Professor Mona Siddiqui - 03/07/2024
Thought for the Day
Tomorrow, Britain will go to the polls. We’ve had several weeks of political plans, promises and surveys. Several weeks of journalists and commentators challenging and dissecting every word. But we’ve also seen results in other countries, such as Marine le Pen’s recent victory in the first round of the French elections. And after their opening debate last week, Presidents Biden and Trump have left many Americans feeling conflicted about their loyalties.
And in these global elections, much has been made of political polarisation, in which the tribal classification of our politics can cause greater unease and anxiety. But I think that notwithstanding peoples’ legitimate concerns about their lives and futures, fear from any political spectrum can be a powerful electoral tool in itself. It can motivate us to act but also make us feel that our society is far more divided and fractured than it really is.
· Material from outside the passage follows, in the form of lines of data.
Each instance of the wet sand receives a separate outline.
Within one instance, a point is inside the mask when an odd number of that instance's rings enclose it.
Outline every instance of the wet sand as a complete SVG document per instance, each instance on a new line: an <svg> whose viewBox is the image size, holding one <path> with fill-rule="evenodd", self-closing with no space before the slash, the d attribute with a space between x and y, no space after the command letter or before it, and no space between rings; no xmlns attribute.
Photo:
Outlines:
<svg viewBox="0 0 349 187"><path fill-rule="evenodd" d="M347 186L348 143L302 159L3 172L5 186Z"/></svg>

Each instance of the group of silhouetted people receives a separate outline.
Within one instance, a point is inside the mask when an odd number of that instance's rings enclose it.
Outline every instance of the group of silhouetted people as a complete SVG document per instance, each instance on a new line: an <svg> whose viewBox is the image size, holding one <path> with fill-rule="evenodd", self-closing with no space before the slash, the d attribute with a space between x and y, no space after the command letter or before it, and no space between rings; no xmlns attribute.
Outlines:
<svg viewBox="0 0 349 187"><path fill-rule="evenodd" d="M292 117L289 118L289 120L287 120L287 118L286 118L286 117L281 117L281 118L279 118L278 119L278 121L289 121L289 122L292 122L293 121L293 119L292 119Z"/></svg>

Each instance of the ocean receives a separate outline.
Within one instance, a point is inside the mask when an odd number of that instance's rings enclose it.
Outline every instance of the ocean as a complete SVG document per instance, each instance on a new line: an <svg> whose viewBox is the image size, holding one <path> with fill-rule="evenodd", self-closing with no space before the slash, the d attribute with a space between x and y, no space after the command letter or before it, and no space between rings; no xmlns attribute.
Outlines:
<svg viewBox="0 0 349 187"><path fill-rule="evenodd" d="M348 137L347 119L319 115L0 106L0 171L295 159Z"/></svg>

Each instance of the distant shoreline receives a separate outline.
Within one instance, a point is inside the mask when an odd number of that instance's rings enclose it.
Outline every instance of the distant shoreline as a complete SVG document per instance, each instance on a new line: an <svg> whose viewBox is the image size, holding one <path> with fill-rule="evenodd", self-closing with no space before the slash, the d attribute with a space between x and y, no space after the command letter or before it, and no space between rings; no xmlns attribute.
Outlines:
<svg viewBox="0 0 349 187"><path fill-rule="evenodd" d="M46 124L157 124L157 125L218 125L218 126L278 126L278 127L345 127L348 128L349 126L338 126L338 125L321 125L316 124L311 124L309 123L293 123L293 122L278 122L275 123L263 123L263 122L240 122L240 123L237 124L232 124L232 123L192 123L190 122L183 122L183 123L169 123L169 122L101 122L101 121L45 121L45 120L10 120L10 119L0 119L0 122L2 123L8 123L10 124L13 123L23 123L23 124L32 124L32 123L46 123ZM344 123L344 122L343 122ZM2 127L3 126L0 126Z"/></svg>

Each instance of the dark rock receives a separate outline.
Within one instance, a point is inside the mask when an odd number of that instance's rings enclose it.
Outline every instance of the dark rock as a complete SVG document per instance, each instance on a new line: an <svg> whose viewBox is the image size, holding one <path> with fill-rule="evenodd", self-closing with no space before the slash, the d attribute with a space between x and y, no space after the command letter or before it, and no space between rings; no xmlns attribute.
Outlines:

But if fear is a powerful emotion, so is hope. Away from the political drama, in the order and routine of our daily lives, we seek and value words of comfort and belonging, a connection not a suspicion of our neighbours and communities. We sit, eat, talk and laugh with all kinds of people because our lives and our economies and the whole web of human relations is built on sociability and empathy. And while empathy and kindness may not be political terms, its these human emotions which really affect our daily lives, bind us to one another in ordinary and radical acts of generosity - we see this every day on our streets, at work and among family and friends.
The American poet and activist Maya Angelou wrote, `Hope and fear cannot occupy the same space at the same time; invite one to stay.’ These words aren’t just feelings, they point to our choices and actions, to ways of being in our personal and social lives. And religious faith isn’t exempt from this. The 11th century Muslim polymath al Ghazali wrote that as believers, if we don’t have hope, we don’t have belief. He wrote that ` worship which is on account of hope is far more meritorious because love dominates the person who hopes more than it does the one who fears.’
Living on the right side of hope and with gratitude isn’t easy but such emotions centre us, allow us to appreciate what is worth holding onto despite everything. And tomorrow, finally, all our politicians will find out whether in all their campaigning, they struck the right balance between the emotional appeal of both fear and hope.